Quand la relation client se tend
Publié le 23 mars 2009 par Nicolas DUGAY
Tags : Efficacité commerciale | Management commercial | Relation client
Qui n’a jamais entendu un client se plaindre d’avoir été mieux considéré et mieux servi en tant que prospect qu’en tant que client. Dans cette période de tension particulière, les clients sont certainement encore plus susceptibles et « réactifs » lorsque la qualité de la relation commerciale n’est pas au rendez-vous. Il en faut peu pour provoquer un « changement de crêmerie »…
Alors que depuis de nombreuses années, les entreprises ont préféré développer leur relation client dans une logique d’optimisation des coûts, beaucoup cherchent aujourd’hui à réhabiliter leur relation client comme argument marketing, voire comme nouvel instrument de vente en rebond commercial.
En effet, il n’est pas question aujourd’hui d’accepter que de mauvaises relations commerciales amplifient le taux de churn qui, contrairement aux autres années, ne sera pas aussi facile à compenser par la croissance.
Ce n’est pas la tension dans la relation client qui est grave…mais son mauvais traitement.

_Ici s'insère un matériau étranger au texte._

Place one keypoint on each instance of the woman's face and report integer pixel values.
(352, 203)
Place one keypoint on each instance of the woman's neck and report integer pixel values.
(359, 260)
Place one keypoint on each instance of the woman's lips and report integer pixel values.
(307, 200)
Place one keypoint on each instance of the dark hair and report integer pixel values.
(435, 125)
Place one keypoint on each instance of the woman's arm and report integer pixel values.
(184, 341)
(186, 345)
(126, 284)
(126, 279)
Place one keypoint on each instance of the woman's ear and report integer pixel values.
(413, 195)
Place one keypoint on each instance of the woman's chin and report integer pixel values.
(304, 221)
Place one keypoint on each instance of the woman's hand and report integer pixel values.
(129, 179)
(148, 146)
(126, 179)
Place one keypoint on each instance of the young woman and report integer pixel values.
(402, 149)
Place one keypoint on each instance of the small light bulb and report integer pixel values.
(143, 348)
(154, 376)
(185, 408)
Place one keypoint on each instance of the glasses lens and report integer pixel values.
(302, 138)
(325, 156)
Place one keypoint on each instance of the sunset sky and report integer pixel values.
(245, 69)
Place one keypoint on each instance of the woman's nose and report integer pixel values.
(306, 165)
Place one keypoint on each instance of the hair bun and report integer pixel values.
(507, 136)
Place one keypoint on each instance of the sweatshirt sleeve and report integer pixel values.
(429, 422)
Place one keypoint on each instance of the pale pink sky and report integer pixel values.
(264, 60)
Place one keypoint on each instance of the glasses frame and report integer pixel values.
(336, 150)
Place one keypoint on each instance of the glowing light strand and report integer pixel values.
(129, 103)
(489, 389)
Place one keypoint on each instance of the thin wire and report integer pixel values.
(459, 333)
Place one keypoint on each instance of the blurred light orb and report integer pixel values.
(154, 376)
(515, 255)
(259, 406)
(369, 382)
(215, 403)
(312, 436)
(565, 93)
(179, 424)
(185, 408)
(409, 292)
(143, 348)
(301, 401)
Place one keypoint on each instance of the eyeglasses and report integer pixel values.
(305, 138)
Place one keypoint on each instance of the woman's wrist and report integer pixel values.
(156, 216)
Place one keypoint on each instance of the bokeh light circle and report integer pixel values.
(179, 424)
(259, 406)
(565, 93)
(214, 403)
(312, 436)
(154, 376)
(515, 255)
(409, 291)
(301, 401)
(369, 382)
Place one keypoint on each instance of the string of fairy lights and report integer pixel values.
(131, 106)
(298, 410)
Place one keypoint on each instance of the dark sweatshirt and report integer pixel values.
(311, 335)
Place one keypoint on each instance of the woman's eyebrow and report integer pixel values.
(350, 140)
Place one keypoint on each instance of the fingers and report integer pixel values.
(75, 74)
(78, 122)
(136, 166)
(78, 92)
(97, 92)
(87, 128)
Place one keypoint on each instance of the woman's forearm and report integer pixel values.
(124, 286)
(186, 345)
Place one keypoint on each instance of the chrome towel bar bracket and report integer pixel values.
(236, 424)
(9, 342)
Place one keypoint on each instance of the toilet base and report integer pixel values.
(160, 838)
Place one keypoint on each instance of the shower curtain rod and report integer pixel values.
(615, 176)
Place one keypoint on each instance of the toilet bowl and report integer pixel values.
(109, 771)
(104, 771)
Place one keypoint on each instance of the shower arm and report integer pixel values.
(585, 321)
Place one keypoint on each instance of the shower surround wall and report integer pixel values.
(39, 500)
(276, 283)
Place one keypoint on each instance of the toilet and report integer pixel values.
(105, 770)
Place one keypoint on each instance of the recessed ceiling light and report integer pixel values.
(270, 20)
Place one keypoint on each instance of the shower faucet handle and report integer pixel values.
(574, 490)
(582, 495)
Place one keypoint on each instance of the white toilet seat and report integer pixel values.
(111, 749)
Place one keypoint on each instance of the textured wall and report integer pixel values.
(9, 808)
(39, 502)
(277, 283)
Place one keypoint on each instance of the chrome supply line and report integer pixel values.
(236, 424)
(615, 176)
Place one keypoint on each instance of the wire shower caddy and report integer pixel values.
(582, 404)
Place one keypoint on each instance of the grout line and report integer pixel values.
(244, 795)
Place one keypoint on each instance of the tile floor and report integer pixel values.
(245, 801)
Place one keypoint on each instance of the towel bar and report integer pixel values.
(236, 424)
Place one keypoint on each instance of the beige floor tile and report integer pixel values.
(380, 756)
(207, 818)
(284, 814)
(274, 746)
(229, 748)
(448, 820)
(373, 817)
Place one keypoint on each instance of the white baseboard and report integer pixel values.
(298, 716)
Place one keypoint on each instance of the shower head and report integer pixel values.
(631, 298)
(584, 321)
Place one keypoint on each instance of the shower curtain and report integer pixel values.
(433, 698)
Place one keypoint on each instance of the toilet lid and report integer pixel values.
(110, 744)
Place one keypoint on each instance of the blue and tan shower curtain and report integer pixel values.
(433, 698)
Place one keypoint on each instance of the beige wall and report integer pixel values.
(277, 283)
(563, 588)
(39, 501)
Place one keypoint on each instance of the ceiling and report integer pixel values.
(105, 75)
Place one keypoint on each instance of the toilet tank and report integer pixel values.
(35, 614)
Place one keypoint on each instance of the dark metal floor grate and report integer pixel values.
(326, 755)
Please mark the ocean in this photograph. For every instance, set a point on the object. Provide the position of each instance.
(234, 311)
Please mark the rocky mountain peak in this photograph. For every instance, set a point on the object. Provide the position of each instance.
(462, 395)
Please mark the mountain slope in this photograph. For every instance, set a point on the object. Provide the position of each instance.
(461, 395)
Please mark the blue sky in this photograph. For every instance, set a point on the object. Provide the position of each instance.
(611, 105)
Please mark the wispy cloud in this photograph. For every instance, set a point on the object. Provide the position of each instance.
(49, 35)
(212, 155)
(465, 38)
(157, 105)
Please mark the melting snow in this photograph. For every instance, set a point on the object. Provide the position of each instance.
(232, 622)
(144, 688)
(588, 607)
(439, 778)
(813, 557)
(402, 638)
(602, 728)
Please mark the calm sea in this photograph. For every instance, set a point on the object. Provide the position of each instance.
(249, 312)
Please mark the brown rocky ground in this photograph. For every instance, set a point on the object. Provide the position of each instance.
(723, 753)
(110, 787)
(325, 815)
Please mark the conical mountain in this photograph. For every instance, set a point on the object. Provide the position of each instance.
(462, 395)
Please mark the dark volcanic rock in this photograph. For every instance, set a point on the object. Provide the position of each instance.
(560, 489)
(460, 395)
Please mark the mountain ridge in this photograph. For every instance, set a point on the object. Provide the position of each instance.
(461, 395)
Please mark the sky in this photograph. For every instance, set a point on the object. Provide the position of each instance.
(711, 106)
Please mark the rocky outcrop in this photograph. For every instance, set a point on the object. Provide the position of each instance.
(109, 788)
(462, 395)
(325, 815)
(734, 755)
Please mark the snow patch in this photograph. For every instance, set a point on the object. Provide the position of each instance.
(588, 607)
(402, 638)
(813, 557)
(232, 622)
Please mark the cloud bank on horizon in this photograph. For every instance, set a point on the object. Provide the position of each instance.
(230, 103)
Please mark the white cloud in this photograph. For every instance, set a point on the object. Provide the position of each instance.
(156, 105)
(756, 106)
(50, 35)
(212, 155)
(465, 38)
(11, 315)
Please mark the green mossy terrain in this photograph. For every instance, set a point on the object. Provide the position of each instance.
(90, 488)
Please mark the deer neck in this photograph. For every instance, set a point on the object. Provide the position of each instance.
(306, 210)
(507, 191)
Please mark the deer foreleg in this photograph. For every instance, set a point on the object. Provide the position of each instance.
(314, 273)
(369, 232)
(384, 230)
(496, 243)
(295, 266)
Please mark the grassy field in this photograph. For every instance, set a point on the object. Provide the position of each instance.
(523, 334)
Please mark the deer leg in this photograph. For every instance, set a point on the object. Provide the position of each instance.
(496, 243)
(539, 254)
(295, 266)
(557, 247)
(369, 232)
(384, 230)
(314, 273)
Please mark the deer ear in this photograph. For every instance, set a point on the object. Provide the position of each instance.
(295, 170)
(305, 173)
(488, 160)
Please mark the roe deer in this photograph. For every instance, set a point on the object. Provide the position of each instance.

Une tension dans une relation commerciale est normale ; comme dans un couple, quand il n’y a aucune tension, c’est une amourette…et non pas une histoire d’amour.
La tension en tant que telle n’est pas réellement gênante, bien au contraire, c’est plutôt la façon dont on va traiter la tension qui est réellement importante !
- Pour un problème résolu sur le champ, 95% des clients restent fidèles !
- A l’inverse, la principale source de churn est une conséquence d’un entretien avec le service client ! (à 62 % on quitte un fournisseur sur une question de « relationnel » selon une étude de Kollen Partner parue en 2007.)
La critique est facile mais l’art reste difficile…
Bien sûr il est naturel de critiquer le manque de diplomatie de tel ou tel service client qui nous a particulièrement déçus. Néanmoins, il faut bien reconnaître que les personnes en charge de cette lourde tâche n’ont pas le métier le plus facile.
Sans rentrer dans le détail, il suffit juste de considérer la seule logique mathématique de l’activité de bon nombre de conseillers:
- Le conseiller service client reçoit entre 50 et 150 appels par jours !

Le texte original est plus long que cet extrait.